Hi, I have microarray data from Affymetrix Human Genome U133 plus2.0 array to analyze. A previous student in my team analyzed it using Chipster with chiptype of hgu133plus2hsentrezg.db leading to 19425 probes after normalization. When I do the analysis on my way, and upload the CELfile the chiptype is hgu133plus2.db and I obtained 54675 probes after normalization. Could you please explain to me the difference between the two kinds of chiptype and which one I have to use?
I am not familiar with Chipster, but hgu133plus2hsentrezg.db refers to the annotation of the Affymetrix HGU133plus2 GeneChip that is based on it's so-called remapped (custom) chip definition file (CDF). These custom CDFs are in essence updated CDFs, and are (were?) created by the BrainArray group of the University of Michigan. See here and here. Corresponding paper is here. The use of entrezg in it's name shows that the probes were remapped based on the genome annotation provided by NCBI (on the level of 'entrez gene').

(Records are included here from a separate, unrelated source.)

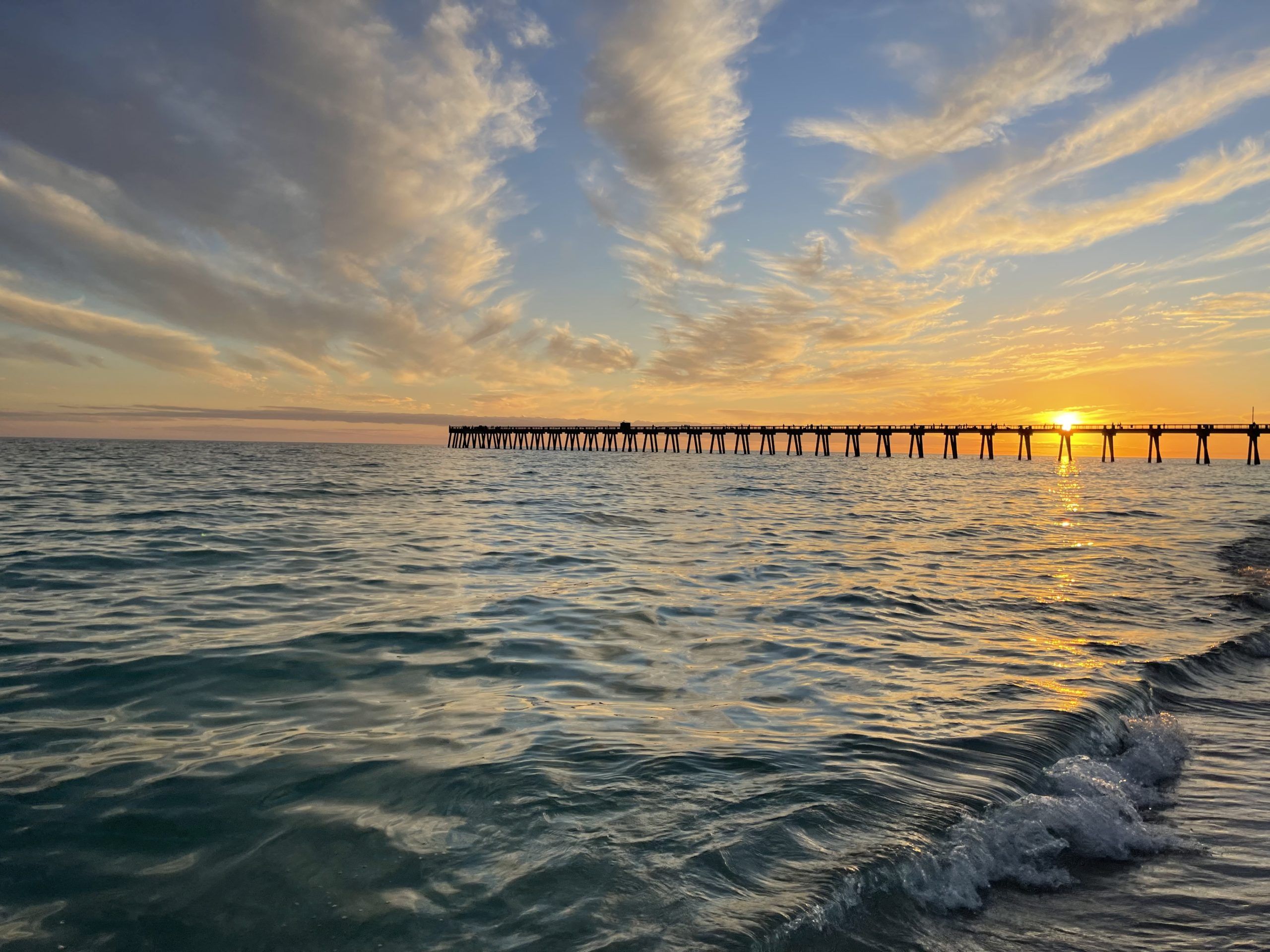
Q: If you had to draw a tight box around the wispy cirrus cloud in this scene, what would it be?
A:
[0,334,104,367]
[583,0,775,308]
[790,0,1197,198]
[859,51,1270,269]
[0,288,248,386]
[0,0,630,388]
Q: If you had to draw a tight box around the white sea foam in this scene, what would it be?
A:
[896,714,1188,910]
[773,714,1193,947]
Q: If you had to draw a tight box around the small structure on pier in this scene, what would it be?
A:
[448,422,1265,466]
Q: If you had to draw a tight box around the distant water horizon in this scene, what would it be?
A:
[0,438,1270,952]
[0,434,1270,466]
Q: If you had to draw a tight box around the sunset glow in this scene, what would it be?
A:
[0,0,1270,452]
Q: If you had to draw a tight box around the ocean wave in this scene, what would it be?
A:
[769,714,1195,948]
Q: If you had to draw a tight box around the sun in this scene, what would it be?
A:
[1054,414,1081,430]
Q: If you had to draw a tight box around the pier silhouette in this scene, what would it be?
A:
[448,422,1265,466]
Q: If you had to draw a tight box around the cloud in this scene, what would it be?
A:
[859,140,1270,270]
[545,324,637,373]
[644,232,960,390]
[790,0,1197,178]
[0,404,617,426]
[1152,291,1270,327]
[0,334,103,367]
[0,0,550,377]
[0,288,249,386]
[583,0,771,301]
[861,42,1270,268]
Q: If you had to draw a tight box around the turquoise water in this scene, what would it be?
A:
[0,440,1270,951]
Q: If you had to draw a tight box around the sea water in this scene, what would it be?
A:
[0,440,1270,952]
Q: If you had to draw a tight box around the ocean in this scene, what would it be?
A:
[0,439,1270,952]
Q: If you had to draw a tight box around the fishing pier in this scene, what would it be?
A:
[448,422,1266,466]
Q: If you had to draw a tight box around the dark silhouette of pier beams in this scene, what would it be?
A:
[1058,426,1076,462]
[1195,425,1211,466]
[446,422,1265,466]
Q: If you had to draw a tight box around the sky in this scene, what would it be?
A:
[0,0,1270,453]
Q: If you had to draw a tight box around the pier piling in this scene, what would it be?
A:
[446,422,1264,466]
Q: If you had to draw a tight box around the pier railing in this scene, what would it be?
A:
[448,422,1266,466]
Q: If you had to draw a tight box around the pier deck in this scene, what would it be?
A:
[448,422,1266,466]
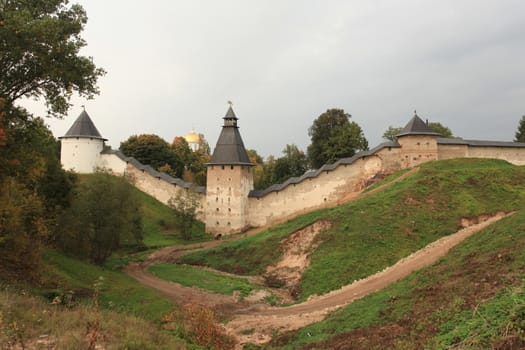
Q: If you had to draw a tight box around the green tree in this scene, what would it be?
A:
[58,173,142,265]
[514,115,525,142]
[307,108,368,168]
[0,177,49,281]
[120,134,185,178]
[0,104,75,279]
[428,122,452,139]
[272,144,308,183]
[168,189,200,240]
[246,149,276,190]
[0,0,105,116]
[184,148,211,186]
[383,126,403,141]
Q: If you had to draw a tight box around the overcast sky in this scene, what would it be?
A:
[23,0,525,156]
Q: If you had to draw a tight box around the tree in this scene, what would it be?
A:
[168,189,200,240]
[514,115,525,142]
[0,0,105,116]
[0,104,75,279]
[120,134,185,177]
[307,108,368,168]
[428,122,452,139]
[272,144,308,183]
[383,125,403,142]
[58,173,142,265]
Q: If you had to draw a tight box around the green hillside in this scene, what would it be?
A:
[181,159,525,300]
[266,206,525,350]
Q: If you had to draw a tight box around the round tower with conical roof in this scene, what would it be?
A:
[59,110,106,174]
[206,105,253,234]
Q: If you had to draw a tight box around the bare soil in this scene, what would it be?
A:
[264,221,330,298]
[126,169,510,349]
[126,212,509,348]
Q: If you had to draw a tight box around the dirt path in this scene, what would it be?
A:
[126,169,510,347]
[226,213,510,344]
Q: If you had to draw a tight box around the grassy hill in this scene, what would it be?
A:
[267,208,525,350]
[0,180,210,349]
[181,159,525,300]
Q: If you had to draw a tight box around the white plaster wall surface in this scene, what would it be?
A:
[248,156,382,226]
[438,144,468,160]
[60,138,104,174]
[467,146,525,165]
[99,153,127,175]
[126,164,205,220]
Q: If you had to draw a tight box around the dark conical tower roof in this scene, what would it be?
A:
[61,110,106,140]
[208,105,253,165]
[396,112,439,137]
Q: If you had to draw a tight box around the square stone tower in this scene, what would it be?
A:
[396,113,439,168]
[206,105,253,235]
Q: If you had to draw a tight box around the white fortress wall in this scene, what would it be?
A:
[99,153,127,176]
[438,139,525,165]
[468,146,525,165]
[248,154,382,226]
[126,163,206,220]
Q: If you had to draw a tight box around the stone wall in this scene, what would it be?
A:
[92,136,525,234]
[248,155,383,226]
[206,165,253,234]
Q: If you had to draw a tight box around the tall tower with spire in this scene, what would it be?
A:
[206,104,253,234]
[59,109,106,174]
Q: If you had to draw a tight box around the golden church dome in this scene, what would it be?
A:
[184,130,201,143]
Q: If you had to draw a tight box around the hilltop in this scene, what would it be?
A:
[2,159,525,349]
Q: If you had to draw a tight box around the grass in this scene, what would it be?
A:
[269,205,525,349]
[134,185,213,248]
[181,159,525,300]
[180,211,324,275]
[40,250,176,321]
[148,264,258,297]
[0,289,186,349]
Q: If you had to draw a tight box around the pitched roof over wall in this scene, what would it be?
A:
[396,113,439,137]
[102,149,206,193]
[437,137,525,148]
[60,110,106,140]
[248,141,401,198]
[208,106,253,165]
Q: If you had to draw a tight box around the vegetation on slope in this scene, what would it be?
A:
[0,289,186,349]
[148,263,257,296]
[268,205,525,350]
[181,159,525,300]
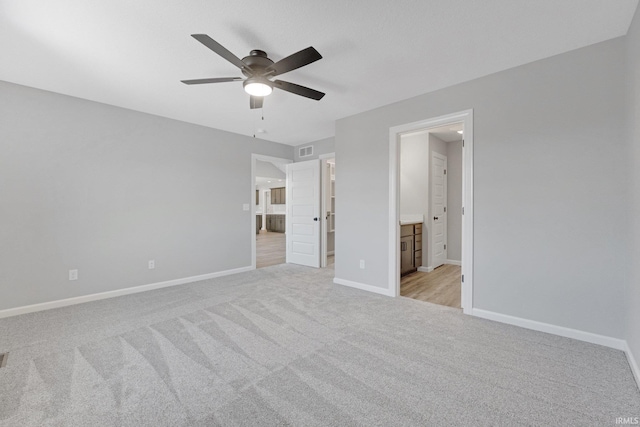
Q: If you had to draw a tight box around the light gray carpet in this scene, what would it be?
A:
[0,265,640,426]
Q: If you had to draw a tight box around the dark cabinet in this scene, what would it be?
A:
[266,215,287,233]
[400,224,422,275]
[271,187,286,205]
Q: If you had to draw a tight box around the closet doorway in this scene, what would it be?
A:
[251,154,291,268]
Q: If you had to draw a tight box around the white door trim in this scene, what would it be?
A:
[389,109,473,314]
[249,153,293,270]
[432,152,448,270]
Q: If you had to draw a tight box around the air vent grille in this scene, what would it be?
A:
[298,145,313,157]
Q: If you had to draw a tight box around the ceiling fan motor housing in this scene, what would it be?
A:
[241,49,273,77]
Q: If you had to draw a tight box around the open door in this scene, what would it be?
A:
[287,160,321,268]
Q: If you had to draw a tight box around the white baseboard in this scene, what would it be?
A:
[624,341,640,388]
[471,308,627,351]
[333,277,395,297]
[0,266,253,319]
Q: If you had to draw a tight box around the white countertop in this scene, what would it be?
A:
[400,214,424,225]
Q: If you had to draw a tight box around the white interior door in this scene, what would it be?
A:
[431,152,447,268]
[286,160,321,268]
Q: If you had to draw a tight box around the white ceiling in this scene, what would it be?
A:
[0,0,638,145]
[428,123,464,142]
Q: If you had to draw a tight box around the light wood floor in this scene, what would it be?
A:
[256,230,287,268]
[400,264,461,308]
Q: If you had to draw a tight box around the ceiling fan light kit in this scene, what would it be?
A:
[242,77,273,96]
[182,34,324,109]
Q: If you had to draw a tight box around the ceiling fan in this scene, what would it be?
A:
[181,34,324,108]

The file hgu133plus2.db contains the annotation information that is based on the original CDF created by Affymetrix at the time the designed this array.
You could say that the custom CDF-base files are more up-to-date than the original files. Again, check the paper for all details.
Please note that in Affymetrix original design often multiple probesets target a gene, although the specificity may differ between probesets. In contrast, in the custom CDF based on entrez gene the probesets are remapped on the level of updated gene annotations, and therefore in this case (by definition) the expression of each gene is probed by a single probeset. That is the reason why the remapped CDF 'consists' of less probesets.
Which one to use is up to you. If you would like to use the results as intended by Affymetrix, go for the default/original CDF. If you would like to incorporate the improvements in annotation that happened after Affymetrix prepared their chip design (and also would like to just have a gene detected by a single probeset), go for the remapped/custom CDF.
Thank you very much for all this explanation!!! It is much clear to me now!
So I think I will use hgu133plus2hsentrezg.db since it is maybe the most updated one!
May thanks for taking the time!
Thank you very much for all this explanation!!! It is much clear to me now! So I think I will use hgu133plus2hsentrezg.db since it is maybe the most updated one! May thanks for taking the time!